Professional surfer Matt Wilkinson has a lucky escape with a great white shark after a drone captured the moment he came within inches of being attacked off the coast of Ballina in northern New South Wales.

Wilkinson can be seen paddling on his board as a dark shadow emerges below him, circling around the world championship tour surfer before quickly swimming behind his feet.

The shark, which was estimated to be about 2.5 metres long and appeared to be a great white, then surged towards Wilkinson, before changing its mind at the last moment and swimming away, leaving Wilkinson unscathed.

“I heard a splash and a noise and looked around and couldn’t see anything,” Wilkinson said in a statement from Surf Life Saving NSW.

The drone was operated by Surf Life Saving and they were able to broadcast a message to Wilkinson from the aircraft’s speakers, which warned him to return to the shore as there was a shark in the waters.

“The drone came down and told me that there was a dangerous shark in the area, return to the beach,” Wilkinson said.

“I got to the shore feeling a bit weird and the lifeguards showed me the footage and I realised how close it came without knowing it was there. It looks like it’s going for my leg and it’s changed its mind.

“I’ve been surfing with sharks my whole life and I understand they’re there and know enough about them to know they have not too much interest in humans. I’m just glad today the shark reconsidered at the last second,” Wilkinson said.

The 32-year-old Australian was also competing five years ago when fellow competitor Mick Fanning was attacked by a shark in South Africa, which was captured live during the Johannesburg Open.

Wilkinson spotted a similarity between his near-miss and Fanning’s attack, and he revealed how his wife reacted when she learned of the incident.

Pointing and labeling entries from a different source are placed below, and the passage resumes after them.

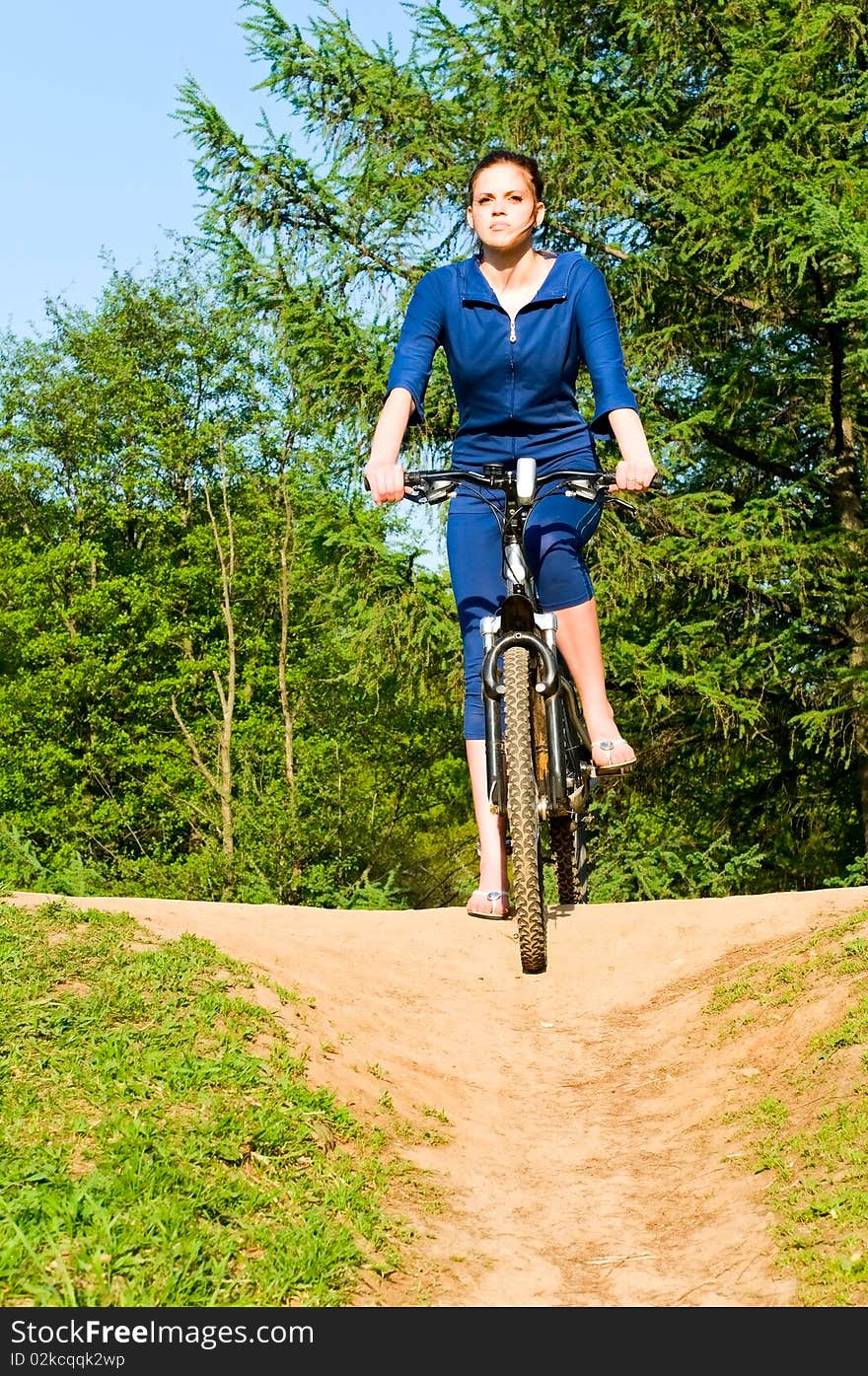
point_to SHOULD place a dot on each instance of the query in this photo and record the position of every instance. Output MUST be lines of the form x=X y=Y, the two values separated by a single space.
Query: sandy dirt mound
x=577 y=1119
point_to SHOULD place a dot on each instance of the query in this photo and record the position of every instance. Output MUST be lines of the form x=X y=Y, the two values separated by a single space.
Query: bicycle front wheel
x=523 y=812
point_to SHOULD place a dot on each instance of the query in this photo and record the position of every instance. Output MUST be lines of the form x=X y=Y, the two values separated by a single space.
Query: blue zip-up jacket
x=515 y=380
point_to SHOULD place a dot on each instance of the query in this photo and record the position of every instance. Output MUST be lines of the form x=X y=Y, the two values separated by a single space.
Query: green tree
x=711 y=160
x=185 y=659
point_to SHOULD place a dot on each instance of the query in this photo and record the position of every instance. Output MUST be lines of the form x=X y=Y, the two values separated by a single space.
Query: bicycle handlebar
x=438 y=484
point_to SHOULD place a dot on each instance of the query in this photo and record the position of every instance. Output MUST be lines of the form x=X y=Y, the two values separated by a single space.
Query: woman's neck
x=511 y=267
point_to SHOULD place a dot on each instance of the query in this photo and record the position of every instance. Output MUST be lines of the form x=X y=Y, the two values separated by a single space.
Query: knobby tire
x=523 y=812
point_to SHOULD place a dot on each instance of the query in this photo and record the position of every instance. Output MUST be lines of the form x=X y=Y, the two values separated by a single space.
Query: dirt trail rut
x=588 y=1157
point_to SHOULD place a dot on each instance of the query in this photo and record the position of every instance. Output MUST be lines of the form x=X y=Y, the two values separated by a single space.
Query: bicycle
x=540 y=766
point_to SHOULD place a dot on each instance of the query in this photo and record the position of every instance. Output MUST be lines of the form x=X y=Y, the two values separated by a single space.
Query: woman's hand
x=634 y=474
x=386 y=481
x=383 y=472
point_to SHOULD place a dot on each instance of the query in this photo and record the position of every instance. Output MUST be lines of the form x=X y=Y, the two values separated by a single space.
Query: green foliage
x=713 y=161
x=175 y=1156
x=199 y=625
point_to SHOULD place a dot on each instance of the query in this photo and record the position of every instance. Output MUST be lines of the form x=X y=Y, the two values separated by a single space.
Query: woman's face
x=504 y=211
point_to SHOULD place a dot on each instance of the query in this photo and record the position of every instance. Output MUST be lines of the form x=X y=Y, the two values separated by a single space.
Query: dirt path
x=582 y=1111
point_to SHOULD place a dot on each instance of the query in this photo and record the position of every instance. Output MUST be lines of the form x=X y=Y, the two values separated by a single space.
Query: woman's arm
x=636 y=468
x=386 y=476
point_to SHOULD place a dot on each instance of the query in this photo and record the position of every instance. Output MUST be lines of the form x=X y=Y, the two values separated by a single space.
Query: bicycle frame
x=519 y=620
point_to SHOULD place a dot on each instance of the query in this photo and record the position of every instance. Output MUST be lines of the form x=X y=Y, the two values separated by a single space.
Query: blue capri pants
x=554 y=539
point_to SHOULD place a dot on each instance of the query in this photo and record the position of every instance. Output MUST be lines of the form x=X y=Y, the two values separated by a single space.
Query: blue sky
x=91 y=159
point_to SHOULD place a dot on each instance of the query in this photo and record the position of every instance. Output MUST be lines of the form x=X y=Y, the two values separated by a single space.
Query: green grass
x=809 y=1127
x=160 y=1145
x=159 y=1141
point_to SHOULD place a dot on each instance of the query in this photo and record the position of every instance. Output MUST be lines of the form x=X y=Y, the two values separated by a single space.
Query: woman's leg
x=556 y=536
x=474 y=559
x=490 y=826
x=578 y=640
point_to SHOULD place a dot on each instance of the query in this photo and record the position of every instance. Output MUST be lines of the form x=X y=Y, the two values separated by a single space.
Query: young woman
x=516 y=325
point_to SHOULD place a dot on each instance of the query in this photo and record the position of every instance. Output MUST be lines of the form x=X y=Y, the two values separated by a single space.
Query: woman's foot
x=491 y=903
x=613 y=755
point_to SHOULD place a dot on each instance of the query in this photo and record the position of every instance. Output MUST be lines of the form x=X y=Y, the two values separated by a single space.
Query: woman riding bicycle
x=516 y=324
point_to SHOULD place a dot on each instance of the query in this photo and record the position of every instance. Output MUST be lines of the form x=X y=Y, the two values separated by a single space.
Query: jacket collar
x=477 y=291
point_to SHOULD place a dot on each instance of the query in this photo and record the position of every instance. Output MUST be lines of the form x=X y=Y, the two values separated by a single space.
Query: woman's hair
x=522 y=160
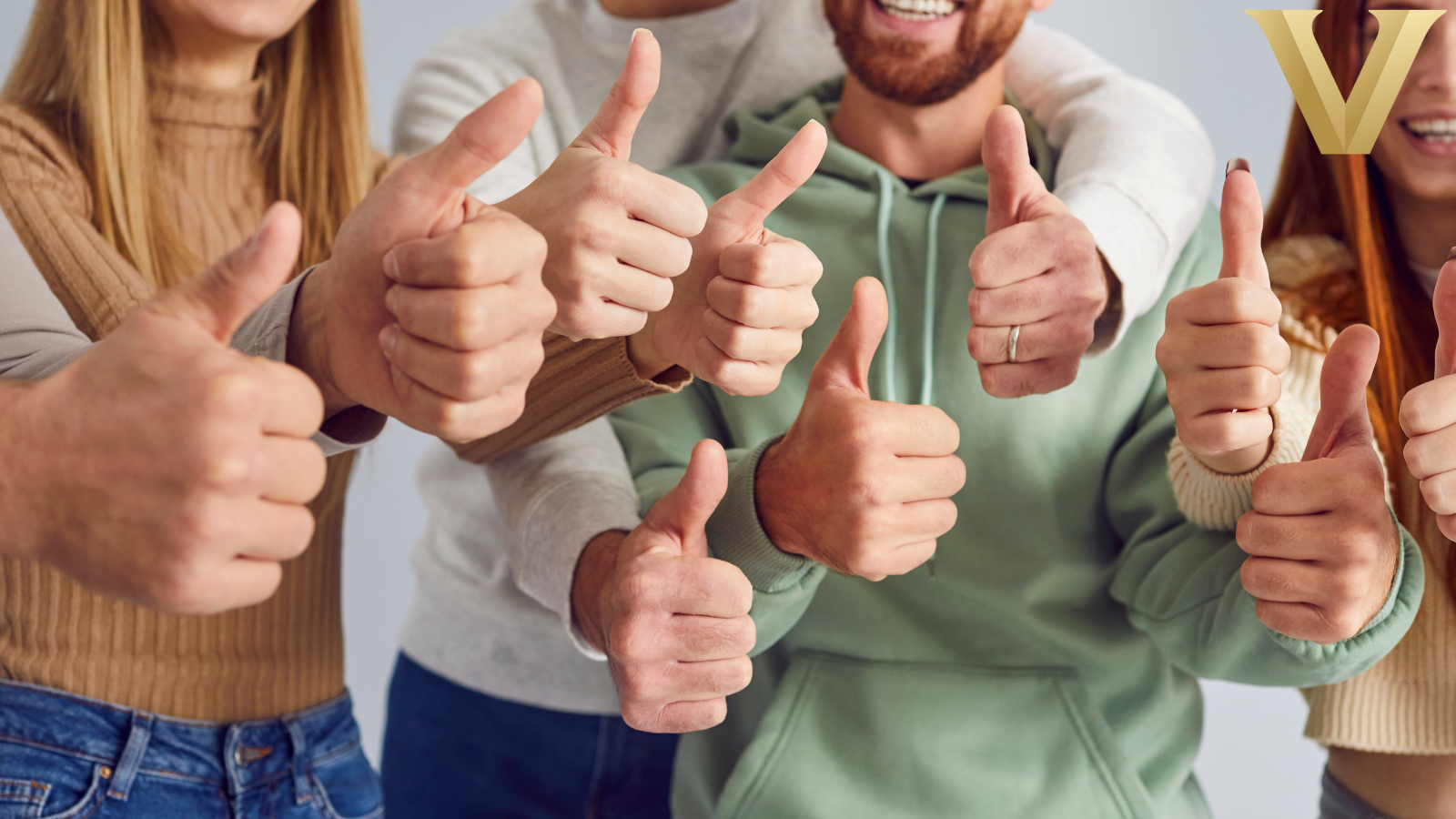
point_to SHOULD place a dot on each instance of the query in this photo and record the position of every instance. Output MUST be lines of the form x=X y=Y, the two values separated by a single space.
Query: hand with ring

“I feel grateful and pretty weird at the same time but happy it decided not to go me,” Wilkinson added.

“When I saw the footage I saw the similarities, like, I had a yellow leg rope on and Mick’s board was yellow is what I was thinking about when I came in.

“I called my wife because I didn’t want her to see the footage before I saw it. She doesn’t want me surfing for a couple of days now.”

Drones are becoming an increasingly common factor in keeping humans safe from shark attacks, with a number of beaches using them as cost-efficient methods to keep surfers and swimmers safe, with measures in place to shut beaches if sharks are spotted in the area.

Beau Monks, who was operating the drone that captured Wilkinson’s near-miss, ecalled how quickly the incident played out on his monitor, and believes that the noise of the drone may have played a factor in scaring the shark off before it could attack the surfer.

“It sort of came out of nowhere, then went right up to Matt. It moved pretty fast. I was tracking it and notified the lifeguards and used the speaker on the drone to get everyone out of the water,” Monks told ABC.

“Within 10 seconds it was at the surfer and five seconds later it was gone.

“I’m not entirely sure why the shark decided to turn away at the last minute. It could have been something as simple as just bumping into his leg rope, or it might have been the drone. Marine creatures have been known to dart away when the drone does come over,” he said.